Por falta de coesão, usamos inflação e endividamento público para atender interesses divergentes
Cristovam Buarque *
Há décadas, intelectuais e políticos alertam para a necessidade de reformas estruturais, sem as quais a nação brasileira continuaria carecendo de forças de coesão e de dinamismo. Fomos forjados sob o signo da escravidão e da exclusão, da concentração de renda e da segregação educacional, usando políticas fisiológicas e patrimonialistas de uma aristocracia que sobrevive ao Império. Não somos ainda uma República com coesão nacional. Por falta de coesão, usamos inflação e endividamento público para atender interesses divergentes. Quando isso se esgotava, usamos ditaduras, para impor coesão forçada.
Basta olhar ao redor para ver que há um clima de desagregação no ar: corrupção endêmica; violência urbana generalizada como uma guerra civil sem ideologias, nem religiões; partidos sem propostas, nem identidades; políticos sem credibilidade; decisões judiciais precipitadas, legislando no lugar do Congresso e sendo desrespeitadas por parlamentares.
Some-se a isto, a baixa produtividade e baixa propensão à poupança, a permanência da desigualdade social, a recessão econômica, o desemprego catastrófico, o endividamento do Estado, das famílias e das empresas; a miséria do quadro educacional. Sobretudo, um país dividido em corporações, sem preocupação com os interesses nacionais de longo prazo, e um quadro ideológico de sectarização dogmática, sem debate em busca de alternativas. Um país sem amálgama de longo prazo, perdido no imediatismo de promessas impossíveis para o futuro e sem qualquer aceitação para os necessários sacrifícios no presente.

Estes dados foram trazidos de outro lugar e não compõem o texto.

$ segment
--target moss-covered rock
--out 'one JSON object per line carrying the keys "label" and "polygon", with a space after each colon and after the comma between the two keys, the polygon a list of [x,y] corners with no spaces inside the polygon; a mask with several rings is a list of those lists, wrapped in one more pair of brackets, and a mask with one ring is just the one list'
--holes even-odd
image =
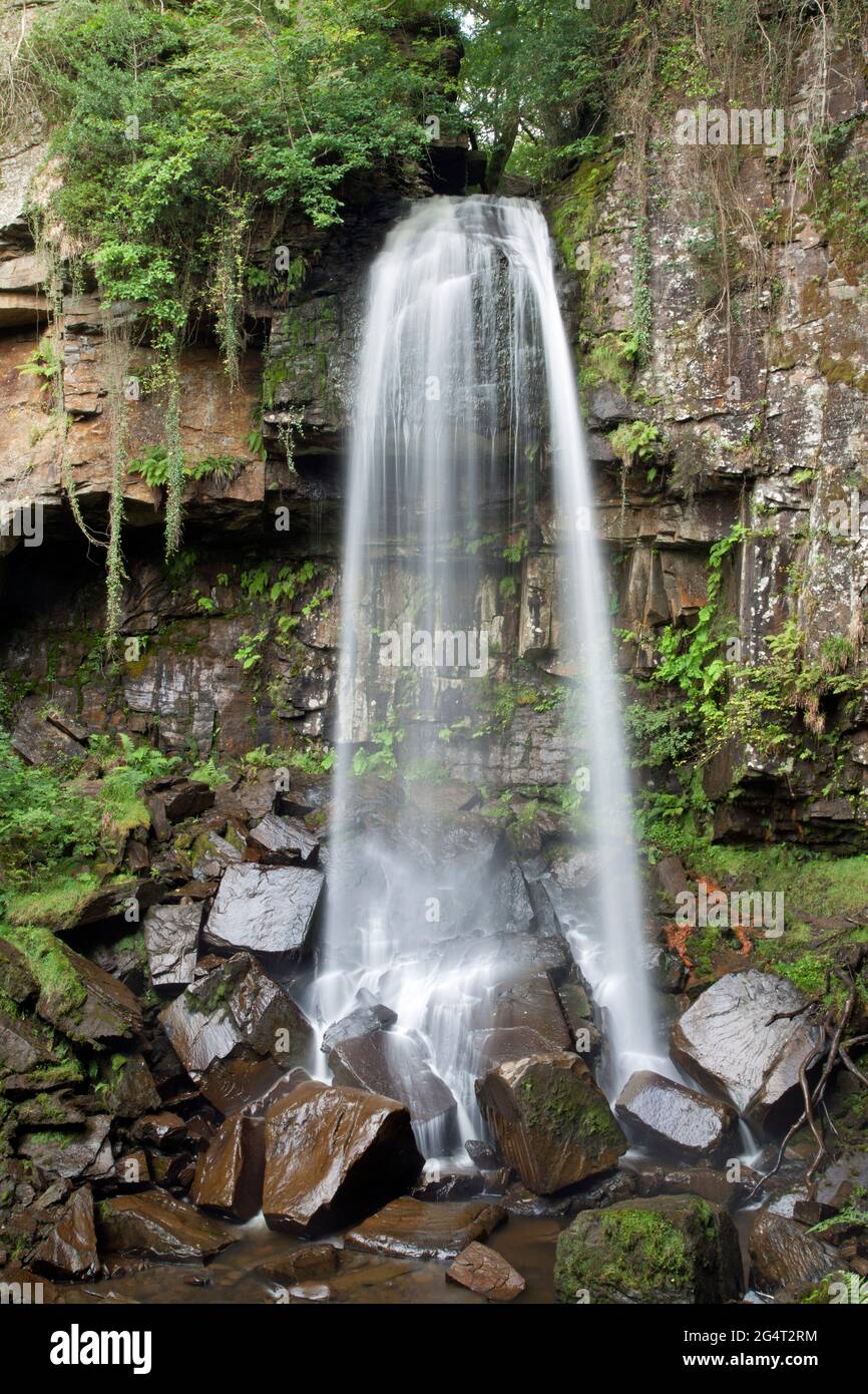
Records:
{"label": "moss-covered rock", "polygon": [[557,1241],[555,1288],[561,1302],[726,1302],[741,1291],[736,1227],[697,1196],[585,1210]]}
{"label": "moss-covered rock", "polygon": [[627,1150],[591,1071],[568,1051],[506,1061],[478,1080],[476,1097],[502,1157],[538,1195],[609,1171]]}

Mas o Brasil não pode continuar adiando sua coesão. Deve entender e querer superar o risco da desagregação, abrir diálogo entre o que ainda resta de líderes, independente de terem votos e serem políticos, reconhecer e convocar o país para enfrentar as dificuldades imediatas: levar adiante e com todo rigor as operações da luta contra a corrupção; realizar as reformas que o país precisa para liberar seu futuro: fiscal, progressista e sem as brechas que beneficiam aos ricos, trabalhista, previdenciária, propondo também as necessárias reformas estruturais sempre adiadas: garantia de terra para quem dela ainda precisa no campo; eficiência da máquina do Estado para dar-lhe baixo custo e para servir com qualidade aos usuários dos serviços públicos; transformação educacional, para assegurar a toda criança escola com a mesma qualidade que o Brasil precisa para aglutinar e desenvolver sua sociedade e economia.
Esta é a proposta que podemos tentar em 2017: barrar o atual rumo da decadência e da desagregação, iniciando um novo rumo para o Brasil. Cabe aos atuais líderes convocar a população para uma aglutinação em torno aos sacrifícios de hoje, com esperança nos benefícios futuros. Sem isso, que é difícil de realizar, vamos cair na desagregação ou antecipar eleições gerais, para todos os cargos federais, na tentativa de fazer a necessária aglutinação por novos líderes com credibilidade.